Not in scope — Cultural variation in meeting etiquette wasn't designed for. A gap for the next version.
Not in scope — Transcript analysis doesn't account for dominant-speaker dynamics or seniority bias in extracted insights.
Freddy: The @freddy trigger summons the AI precisely when needed — emails, scheduling, Q&A — without it being persistently active.
Freddy: "Stop Reminders for this meeting" dismisses agenda alerts instantly with one tap.
Freddy: Transcripts are editable, summaries can be regenerated, action items dismissed. Freddy drafts — humans decide.
Freddy: The chat bot only draws from the current meeting transcript — no speculation, no external sources.
Freddy: The consent popup states exactly what data is collected and why. "Was this helpful?" lets users flag unexplained AI decisions.
Not in scope — Freddy has no persistent memory across sessions. Each meeting starts fresh. Cross-session memory is a V2 priority.
Not in scope — No personalization engine. Preferences reset each session in the current prototype.
Not in scope — The system doesn't adapt from historical patterns. Requires persistent memory that V1 doesn't have.
Partially — Thumbs up/down captures binary signal only. What specifically was wrong wasn't implemented.
Freddy: Before any calendar sync, Freddy shows the exact slot being booked and asks for explicit confirmation.
Freddy: Users can pause recording, disable insights, and stop all agenda reminders from settings.
Freddy: Every participant sees the consent notice at meeting start. No silent state changes — if Freddy is recording, everyone knows.
The harder questions we didn't resolve
Some questions came up that we genuinely couldn't answer. If Freddy gets a summary wrong, who fixes it and whose responsibility is that? If a senior person sets up agenda enforcement and a junior person's comment gets flagged — is the AI doing something a person shouldn't be able to do unilaterally? We didn't solve those. We documented them instead of pretending they weren't there.
Reflection
Freddy is the project I'm most proud of academically, and the one I'm most critical of as a designer.

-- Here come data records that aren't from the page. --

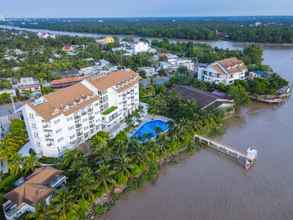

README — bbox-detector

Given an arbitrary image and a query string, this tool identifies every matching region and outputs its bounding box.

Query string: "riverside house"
[2,167,66,220]
[172,85,234,111]
[22,70,140,157]
[197,57,248,85]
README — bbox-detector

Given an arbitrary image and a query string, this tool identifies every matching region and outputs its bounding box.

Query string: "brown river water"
[100,42,293,220]
[2,26,293,220]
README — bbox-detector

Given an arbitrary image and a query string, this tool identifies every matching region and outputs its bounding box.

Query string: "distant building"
[248,70,272,79]
[2,167,66,220]
[22,70,140,157]
[172,85,234,110]
[50,76,85,89]
[96,36,115,45]
[62,44,74,53]
[177,58,195,72]
[197,58,248,85]
[79,60,112,76]
[16,77,41,94]
[0,89,16,96]
[138,67,159,77]
[133,41,151,54]
[37,32,56,39]
[160,53,195,72]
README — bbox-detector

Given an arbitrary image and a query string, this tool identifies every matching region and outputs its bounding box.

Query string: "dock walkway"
[194,135,257,169]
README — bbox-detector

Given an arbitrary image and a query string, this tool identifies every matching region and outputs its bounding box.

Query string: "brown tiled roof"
[211,57,247,75]
[28,83,99,120]
[5,167,63,205]
[89,70,139,91]
[28,70,140,121]
[51,76,84,85]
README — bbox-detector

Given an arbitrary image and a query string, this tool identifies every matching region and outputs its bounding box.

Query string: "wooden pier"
[194,135,257,169]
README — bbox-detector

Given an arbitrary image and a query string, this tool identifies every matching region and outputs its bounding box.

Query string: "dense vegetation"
[0,119,38,203]
[4,83,223,220]
[9,17,293,43]
[0,30,152,81]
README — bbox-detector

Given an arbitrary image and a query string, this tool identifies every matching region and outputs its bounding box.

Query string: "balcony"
[45,134,53,139]
[2,200,34,219]
[74,115,80,120]
[49,175,66,189]
[102,106,118,115]
[75,124,82,129]
[76,132,83,137]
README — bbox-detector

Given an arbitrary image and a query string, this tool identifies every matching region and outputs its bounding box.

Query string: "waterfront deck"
[194,135,257,169]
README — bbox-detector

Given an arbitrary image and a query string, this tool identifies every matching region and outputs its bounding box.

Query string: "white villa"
[2,167,67,220]
[22,70,140,157]
[198,58,248,85]
[133,41,151,54]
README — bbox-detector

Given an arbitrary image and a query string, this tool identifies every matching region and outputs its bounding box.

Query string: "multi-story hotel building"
[22,70,139,157]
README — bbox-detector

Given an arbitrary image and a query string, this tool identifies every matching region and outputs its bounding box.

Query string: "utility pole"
[10,95,16,115]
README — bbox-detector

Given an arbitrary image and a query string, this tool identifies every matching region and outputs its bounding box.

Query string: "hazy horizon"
[0,0,293,18]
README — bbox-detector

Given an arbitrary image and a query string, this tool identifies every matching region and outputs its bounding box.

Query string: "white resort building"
[198,57,248,85]
[22,70,140,157]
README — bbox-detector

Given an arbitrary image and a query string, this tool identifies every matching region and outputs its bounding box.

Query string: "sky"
[0,0,293,17]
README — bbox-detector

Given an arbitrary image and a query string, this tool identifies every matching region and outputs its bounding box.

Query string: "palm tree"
[97,164,115,193]
[8,154,22,177]
[75,167,97,201]
[114,155,132,177]
[23,154,39,175]
[47,188,74,220]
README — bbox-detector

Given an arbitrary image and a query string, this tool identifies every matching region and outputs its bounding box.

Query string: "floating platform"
[194,135,258,170]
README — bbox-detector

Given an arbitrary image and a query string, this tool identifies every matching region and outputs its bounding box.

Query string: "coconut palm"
[75,167,97,200]
[97,164,116,193]
[8,154,22,177]
[23,154,39,175]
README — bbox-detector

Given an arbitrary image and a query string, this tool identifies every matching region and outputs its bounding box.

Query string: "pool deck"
[128,114,172,137]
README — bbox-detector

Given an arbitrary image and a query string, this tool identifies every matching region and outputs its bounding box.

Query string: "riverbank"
[99,42,293,220]
[0,25,293,49]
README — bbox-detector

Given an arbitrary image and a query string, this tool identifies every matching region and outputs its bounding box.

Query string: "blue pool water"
[132,120,169,140]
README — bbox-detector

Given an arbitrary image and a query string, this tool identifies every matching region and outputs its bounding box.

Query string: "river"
[2,26,293,220]
[101,42,293,220]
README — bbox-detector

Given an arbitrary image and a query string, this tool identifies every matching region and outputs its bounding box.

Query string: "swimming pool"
[132,120,169,141]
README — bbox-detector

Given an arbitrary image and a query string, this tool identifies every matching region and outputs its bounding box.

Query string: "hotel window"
[57,137,64,142]
[56,128,62,134]
[67,117,73,121]
[68,125,74,130]
[54,118,61,124]
[32,123,37,129]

What worked: Using the Microsoft guidelines as actual design constraints, not just something to cite. It forced real decisions. The consent popup is a simple thing but no commercial tool had done it right, and I think it's because nobody was treating it as a design problem — just a legal one.
What I'd do first next time: Get this in front of actual users. We never did. I have no idea if the consent notice felt reassuring or alarming to someone seeing it for the first time. I don't know if the agenda alerts felt useful or condescending. Those are real questions we skipped.
What the next version needs: Cross-session memory so Freddy learns your team's patterns over time. Personalization for summary styles and alert thresholds. Local processing for teams in sensitive industries. Better speaker identification across accents. Building consent-first from the start is easier than going back and adding it to something that wasn't designed around it.
What I'd bring to every project: Using ethics as a constraint, not a final section. Every time we had to justify a decision against a specific guideline, it made the reasoning sharper. Instinct wasn't enough on its own. I want to keep doing that.